Export pull_layer & auth API #9

arronwy · 2021-12-08T14:45:41Z

Export pull_blob API
1. Container images will share layers, the API should support the scenario which don't need pull all the layers.
2. Container image size may vary from megabyte to gigabyte, export pull_layer API can allow the user to the following layer decompress/unpack/store operations in parallel.

Export auth API
For some container image service which support ondemand layer pull like:
* stargz https://github.com/containerd/stargz-snapshotter
* Nydus Image Service https://github.com/dragonflyoss/image-service
export auth API is a requirement when token is expired.

thomastaylor312 · 2021-12-08T17:55:52Z

I seem to remember there being a reason why these methods were not public. @bacongobbler or @radu-matei was there a reason either of you remember why these were private?

bacongobbler · 2021-12-08T19:16:09Z

Yes - some of that conversation can be found here: krustlet/krustlet#564

bacongobbler · 2021-12-08T19:22:40Z

Basically the user should not be given any control over auth - the client knows what endpoints do and do not need authentication, so the call to auth should be hidden behind methods like pull.

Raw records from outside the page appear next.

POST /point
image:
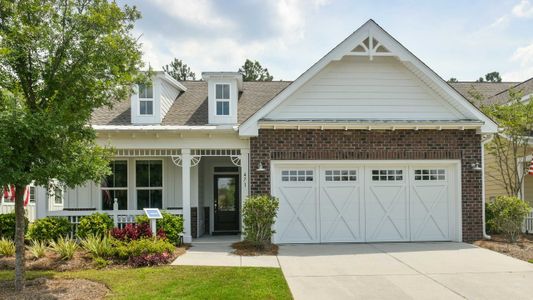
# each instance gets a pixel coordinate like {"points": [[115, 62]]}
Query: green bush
{"points": [[7, 226], [508, 215], [37, 249], [64, 247], [125, 250], [98, 246], [97, 224], [7, 247], [49, 229], [259, 213]]}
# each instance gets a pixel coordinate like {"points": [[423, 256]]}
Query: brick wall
{"points": [[291, 144]]}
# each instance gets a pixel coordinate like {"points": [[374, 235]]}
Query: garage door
{"points": [[340, 202]]}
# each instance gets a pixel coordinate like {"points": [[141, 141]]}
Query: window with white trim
{"points": [[222, 98], [430, 174], [149, 183], [115, 186], [297, 175], [387, 175], [341, 175], [146, 99]]}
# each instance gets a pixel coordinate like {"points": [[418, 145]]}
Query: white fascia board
{"points": [[370, 28]]}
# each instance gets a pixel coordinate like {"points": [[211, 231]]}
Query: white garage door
{"points": [[349, 202]]}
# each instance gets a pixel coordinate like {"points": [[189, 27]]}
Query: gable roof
{"points": [[393, 48]]}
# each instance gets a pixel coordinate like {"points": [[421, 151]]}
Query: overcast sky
{"points": [[462, 39]]}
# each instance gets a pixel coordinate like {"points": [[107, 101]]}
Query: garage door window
{"points": [[430, 174], [297, 175], [387, 175], [341, 175]]}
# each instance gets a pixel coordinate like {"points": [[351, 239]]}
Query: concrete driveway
{"points": [[403, 271]]}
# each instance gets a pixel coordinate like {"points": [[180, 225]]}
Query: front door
{"points": [[226, 203]]}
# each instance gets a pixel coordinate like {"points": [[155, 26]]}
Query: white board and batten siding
{"points": [[359, 88]]}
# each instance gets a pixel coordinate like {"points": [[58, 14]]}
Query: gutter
{"points": [[483, 196]]}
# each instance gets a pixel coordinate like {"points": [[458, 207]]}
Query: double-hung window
{"points": [[222, 99], [115, 186], [149, 183], [146, 99]]}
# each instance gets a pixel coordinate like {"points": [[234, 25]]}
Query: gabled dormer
{"points": [[223, 96], [150, 102]]}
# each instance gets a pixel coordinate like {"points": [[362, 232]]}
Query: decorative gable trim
{"points": [[371, 40]]}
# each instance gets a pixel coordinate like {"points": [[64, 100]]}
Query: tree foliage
{"points": [[179, 70], [253, 71], [510, 146], [59, 61]]}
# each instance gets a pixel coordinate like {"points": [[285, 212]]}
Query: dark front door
{"points": [[226, 203]]}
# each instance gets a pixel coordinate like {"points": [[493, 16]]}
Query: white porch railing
{"points": [[528, 223], [120, 217]]}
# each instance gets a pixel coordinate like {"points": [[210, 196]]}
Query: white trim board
{"points": [[371, 29]]}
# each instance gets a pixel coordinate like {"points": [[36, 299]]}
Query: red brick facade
{"points": [[290, 144]]}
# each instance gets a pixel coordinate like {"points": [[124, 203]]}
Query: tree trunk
{"points": [[19, 237]]}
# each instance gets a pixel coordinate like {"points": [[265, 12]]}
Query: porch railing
{"points": [[120, 217], [528, 223]]}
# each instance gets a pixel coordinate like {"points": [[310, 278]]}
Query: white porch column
{"points": [[186, 193], [41, 202], [245, 180]]}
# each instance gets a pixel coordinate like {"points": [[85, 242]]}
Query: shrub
{"points": [[64, 247], [37, 249], [126, 250], [155, 259], [509, 213], [98, 246], [259, 213], [7, 247], [7, 226], [98, 224], [49, 229], [132, 232]]}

It is very possible for users to expose their credentials to API endpoints that do not require auth. For example, a pull from DockerHub fetches image layers from index.docker.io, and those calls don't need DockerHub credentials - just auth tokens from the repository scope's auth endpoint.

As for exposing pull_layer... I don't see how this is useful unless you're trying to write an abstraction over the existing Client. It doesn't make a ton of sense because you still have no way to push or pull manifests, and push_layer is still hidden. We need to decide whether we allow others to write their own clients on top of oci-distribution, or we are the ones publishing an OCI client, exposing only the high-level concepts like client.pull() and client.push() (which is the current design today).

bacongobbler · 2021-12-08T19:26:08Z

can allow the user to do the following layer decompress/unpack/store operations in parallel.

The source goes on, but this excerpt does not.